Par

Les réflexions et actions vis-à-vis de possibles ou probables effondrements et catastrophes ne sont pas seulement du domaine des analyses scientifiques ou des positionnements politiques, elles sont aussi liées à « l’imaginaire »

La science-fiction, à travers le cinéma, la littérature, la bande dessinée ou les séries, a toujours esquissé notre futur en nous invitant à le penser, qu’il soit effrayant ou teinté d’optimisme. Les bouleversements écologiques, sociaux, économiques – au-delà de la crise engendrée par la pandémie que nous vivons – rendent l’exercice d’autant plus nécessaire. C’est une invitation, voire une obligation à concevoir d’autres façons de faire société et d’habiter la planète.

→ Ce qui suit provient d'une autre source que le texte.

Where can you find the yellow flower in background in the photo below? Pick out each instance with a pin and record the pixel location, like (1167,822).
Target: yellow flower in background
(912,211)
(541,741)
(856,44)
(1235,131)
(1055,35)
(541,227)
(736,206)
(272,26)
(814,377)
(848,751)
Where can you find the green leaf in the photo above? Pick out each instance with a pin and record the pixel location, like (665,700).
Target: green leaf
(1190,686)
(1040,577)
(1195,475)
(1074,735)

Prenons quelques exemples. La série américaine issue de comics Sweet Tooth raconte un monde postapocalyptique dévasté par un virus construit en laboratoire, dans lequel des enfants naissent, mi-hommes mi-animaux. Résistants à ce virus, ils sont considérés par certains comme l’espoir de ce monde à reconstruire. Mais trop différents, ils sont jugés responsables de la maladie et sont chassés par d’autres. Outre l’intérêt que l’on a à suivre cette série pour les échos qu’elle a dans notre réalité, cette fiction nous invite à penser en filigrane un redécoupage de la distinction hommes-animaux et notre action sur notre environnement.

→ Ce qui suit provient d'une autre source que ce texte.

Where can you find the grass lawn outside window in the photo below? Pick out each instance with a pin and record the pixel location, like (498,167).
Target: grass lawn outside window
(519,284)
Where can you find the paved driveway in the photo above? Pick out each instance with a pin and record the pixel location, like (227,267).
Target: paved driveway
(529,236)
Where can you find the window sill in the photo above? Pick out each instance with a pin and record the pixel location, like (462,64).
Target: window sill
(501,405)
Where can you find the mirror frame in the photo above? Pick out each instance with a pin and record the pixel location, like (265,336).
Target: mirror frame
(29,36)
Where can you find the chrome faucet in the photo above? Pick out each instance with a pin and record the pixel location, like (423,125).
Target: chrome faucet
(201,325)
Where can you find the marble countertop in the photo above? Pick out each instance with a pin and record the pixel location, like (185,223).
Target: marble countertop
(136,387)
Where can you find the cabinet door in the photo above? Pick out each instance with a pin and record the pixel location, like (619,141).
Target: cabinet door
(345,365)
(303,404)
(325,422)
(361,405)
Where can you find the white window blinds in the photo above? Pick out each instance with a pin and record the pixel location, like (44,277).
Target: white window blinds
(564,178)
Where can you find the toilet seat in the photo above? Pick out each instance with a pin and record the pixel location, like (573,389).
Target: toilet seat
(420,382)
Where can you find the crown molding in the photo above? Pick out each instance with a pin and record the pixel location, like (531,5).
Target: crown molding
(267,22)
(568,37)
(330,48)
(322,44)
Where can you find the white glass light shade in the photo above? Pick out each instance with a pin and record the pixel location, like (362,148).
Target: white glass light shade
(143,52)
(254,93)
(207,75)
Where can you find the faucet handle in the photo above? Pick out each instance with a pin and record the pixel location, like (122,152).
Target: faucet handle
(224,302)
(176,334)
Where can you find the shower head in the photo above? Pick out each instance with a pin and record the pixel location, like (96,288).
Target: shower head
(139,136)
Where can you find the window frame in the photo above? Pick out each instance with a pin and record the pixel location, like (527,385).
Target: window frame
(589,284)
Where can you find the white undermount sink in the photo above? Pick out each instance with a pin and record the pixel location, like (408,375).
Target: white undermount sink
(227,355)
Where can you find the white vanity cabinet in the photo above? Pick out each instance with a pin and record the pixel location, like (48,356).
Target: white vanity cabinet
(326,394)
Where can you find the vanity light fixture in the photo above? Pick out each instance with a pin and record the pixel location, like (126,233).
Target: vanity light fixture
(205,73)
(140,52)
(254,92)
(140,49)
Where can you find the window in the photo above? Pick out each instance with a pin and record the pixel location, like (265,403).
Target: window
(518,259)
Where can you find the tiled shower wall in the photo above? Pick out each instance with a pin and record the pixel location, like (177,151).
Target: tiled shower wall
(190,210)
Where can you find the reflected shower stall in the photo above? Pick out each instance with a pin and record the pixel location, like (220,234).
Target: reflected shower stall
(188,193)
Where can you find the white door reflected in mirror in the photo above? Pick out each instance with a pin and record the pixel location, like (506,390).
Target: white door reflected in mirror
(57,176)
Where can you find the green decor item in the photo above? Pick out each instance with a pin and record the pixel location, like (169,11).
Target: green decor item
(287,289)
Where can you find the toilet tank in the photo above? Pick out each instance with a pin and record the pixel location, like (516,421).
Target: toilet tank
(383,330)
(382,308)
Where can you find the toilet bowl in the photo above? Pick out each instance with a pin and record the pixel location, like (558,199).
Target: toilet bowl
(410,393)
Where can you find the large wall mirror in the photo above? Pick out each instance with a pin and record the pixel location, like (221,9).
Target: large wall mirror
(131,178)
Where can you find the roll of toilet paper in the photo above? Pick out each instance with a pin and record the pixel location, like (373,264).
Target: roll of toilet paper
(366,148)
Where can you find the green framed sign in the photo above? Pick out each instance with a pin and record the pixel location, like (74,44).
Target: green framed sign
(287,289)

De même, la série française L’Effondrement raconte un futur proche où l’énergie et plus spécifiquement l’essence est une denrée rare, ce qui rend les relations entre humains tendues – l’actualité ne nous contredira pas. À travers le périple de plusieurs personnages, elle nous décrit un monde post-effondrement où chacun doit pour survivre inventer des nouveaux modes de faire et accepter des sacrifices – par exemple, abandonner les plus âgés, vivre sans moyens de transport, etc.
Mais comment ces imaginaires irriguent-ils nos façons de penser ? Comment nous aident-ils à penser le monde de demain ? Nous invitent-ils au désespoir ou au contraire au renouveau ?

Un autre récit pour mobiliser
En 2015, la « collapsologie » apparaît en France. Nouveau « courant de pensée », lancé par Pablo Servigne et Raphaël Stevens, il se définit comme une approche interdisciplinaire visant à comprendre l’effondrement de notre société industrielle. Pour ses inventeurs, le « collapse » est un processus plus ou moins rapide aboutissant à une pénurie d’eau, de nourriture, de logement, d’habillement, de sécurité. Bref, un appauvrissement progressif de certains des biens matériels et psychologiques nécessaires à la survie de l’espèce humaine.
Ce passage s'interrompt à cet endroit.